Localization, internationalization

From Helpful
Jump to navigation Jump to search

This article/section is a stub — some half-sorted notes, not necessarily checked, not necessarily correct. Feel free to ignore, or tell me about it.

In the context of computers:

  • internationalization(/internationalisation) : refers to the part of software that lets it easily be used in various languages and locales.
  • localization(/localisation): Refers to the wish, implementation, and part of the OS environment that defines locale-specific handling of certain details, including formatting of numbers, dates, money amounts
  • Globalization: Term used by IBM, referring to both


To save a lot of typing

Internationalization is also known as i18n
Localization is also known as L10n
similarly, accessibility is seen as a11y, canonicalization is seen as c14n


See also:


Unsorted

Linux locale setting

This article/section is a stub — some half-sorted notes, not necessarily checked, not necessarily correct. Feel free to ignore, or tell me about it.

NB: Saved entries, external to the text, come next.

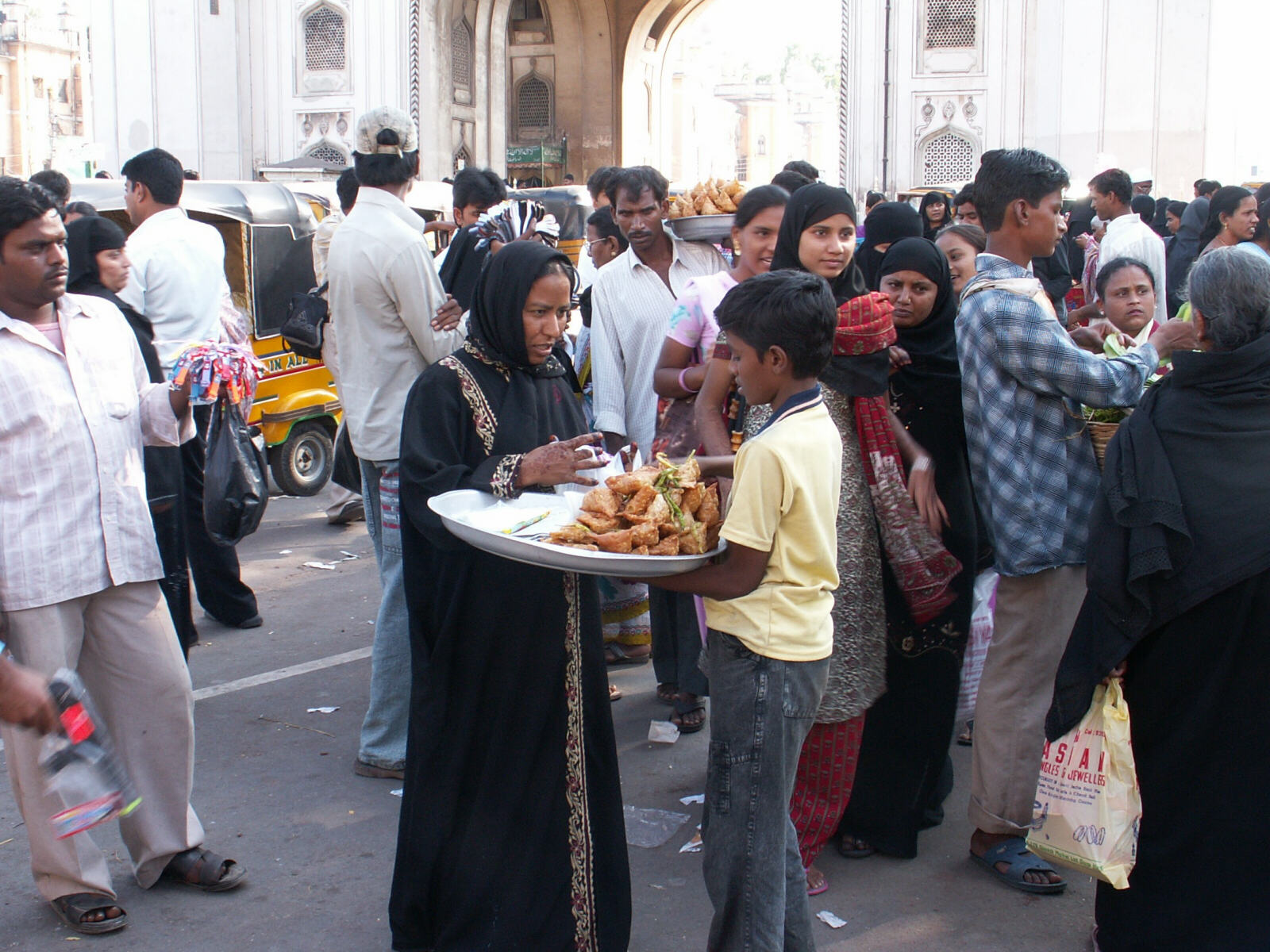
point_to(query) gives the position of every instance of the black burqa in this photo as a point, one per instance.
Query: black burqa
(511, 833)
(463, 266)
(86, 239)
(887, 224)
(1179, 575)
(910, 727)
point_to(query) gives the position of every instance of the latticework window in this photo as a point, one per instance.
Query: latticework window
(952, 25)
(324, 40)
(533, 106)
(328, 154)
(948, 158)
(461, 56)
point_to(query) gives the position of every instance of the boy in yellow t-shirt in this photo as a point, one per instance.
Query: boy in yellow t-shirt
(768, 607)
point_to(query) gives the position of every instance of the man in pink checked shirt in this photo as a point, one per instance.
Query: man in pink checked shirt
(79, 565)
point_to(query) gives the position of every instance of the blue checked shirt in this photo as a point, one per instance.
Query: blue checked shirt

To see the active locale settings, use

locale

This should show something like:

LANG=en_US.UTF-8
LC_CTYPE="en_US.UTF-8"
LC_NUMERIC="en_US.UTF-8"
LC_TIME="en_US.UTF-8"
LC_COLLATE="en_US.UTF-8"
LC_MONETARY="en_US.UTF-8"
LC_MESSAGES="en_US.UTF-8"
LC_PAPER="en_US.UTF-8"
LC_NAME="en_US.UTF-8"
LC_ADDRESS="en_US.UTF-8"
LC_TELEPHONE="en_US.UTF-8"
LC_MEASUREMENT="en_US.UTF-8"
LC_IDENTIFICATION="en_US.UTF-8"
LC_ALL=


To see the locales that are installed, use:

locale -a

which typicaqlly show anywhere between a few and few dozen locales. I removed most locales from my system, so I only have a few::

C
en_GB
en_GB.iso88591
en_GB.utf8
en_US
en_US.iso88591
en_US.utf8
POSIX


Say I want to use en_US.utf8. (note: you should copy-paste whatever you want verbatim. There are a few differences between OSes, e.g. en_US.utf8 versus en_US.UTF-8)


I would probably edit login settings (the best way to do this varies per system) to include something like:

export LC_ALL="en_US.utf8"
export LANG="en_US.utf8"


So what does the above actually do?

Specific programs and functions that look for these variables will do formatting and parsing in a specific, more localized way.


More central

LC_TIME - how to show the names of weekdays and months, and some ordering

but there are various libraries that will only use some of this (e.g. strftime lets you control order, though do pick up the names)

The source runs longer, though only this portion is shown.